As high a figure as 29 percent seems to be, it is important to remember that about 33 percent of earth’s surface is either desert or desert-like, according to the New World Encyclopedia, and withdrawing it from agriculture or grazing would not have a significant effect on world food supplies.
In laying out his carbon-free energy calculation, Jacobson has also estimated the amount of power that will be required in the future. For example, in 2030, global demand will likely be about 16.9 terawatts (2.8 of that in the U.S.) – an amount will be reduced to 11.5 terawatts (or 1.8 in the U.S.) thanks to the fact that renewables imply their own conservation.
According to Jacobson, this savings would result in a 30 percent reduction across the board for all global power supplies.
“Our plan is to convert all energy to either electricity or hydrogen (where the hydrogen is produced from electrolysis, which also requires electricity). The efficiency improvement results primarily from the fact that electricity is more efficient than internal combustion.
A good example is with vehicles. Only 17-20% of the gasoline put in a tank results in moving a car; the rest of the energy in the gasoline is lost as waste heat (that directly heats the air and contributes to warming). Of the electricity plugged into a pure electric vehicle, 76-85% goes to moving the car and the rest is lost as waste heat. As such, converting to vehicles results in a vehicle efficiency improvement alone of a factor of 4-5.
Converting other processes to electricity also improves efficiency to different degrees. Converting to hydrogen has less benefit but still results in efficiency improvement over internal combustion. The efficiency improvements described account for most of the 30% overall reduction in energy needs.”
For Jacobson, a civil and environmental engineer, and Delucchi (a research scientist vested in sustainable vehicular systems), the “materials hurdle” may be the most intimidating. The rare materials needed to make solar PV arrays and batteries to store electricity include indium, lithium and platinum, the last of which is projected to supply only enough for 20 million (vehicle) fuel cells over the next 100 years or less.
The intermittency of solar and wind – also viewed as a reliability factor – is seen as less of an obstacle. As the report notes, both have less than two percent downtime (five percent for wind at sea), while the average U.S. coal plant is offline for servicing fully 12.5 percent of the time. Additionally, because wind commonly blows when sunshine is infrequent, and calm days produce solar energy when wind is absent, the mix is more or less stable on its own, without human intervention.

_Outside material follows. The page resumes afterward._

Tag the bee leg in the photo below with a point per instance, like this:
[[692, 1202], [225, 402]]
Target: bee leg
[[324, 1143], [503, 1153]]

Another roadblock, and perhaps the most insurmountable, might be economics and politics. However, with extremely aggressive policies in place, Jacobson notes, all current fossil-fuel capacity could potentially be retired and replaced with what he calls WWS (wind, water and sun) by 2030, though more likely such replacement will take 40 to 50 years.
Or, as my father used to say: “Soonest begun, soonest done.”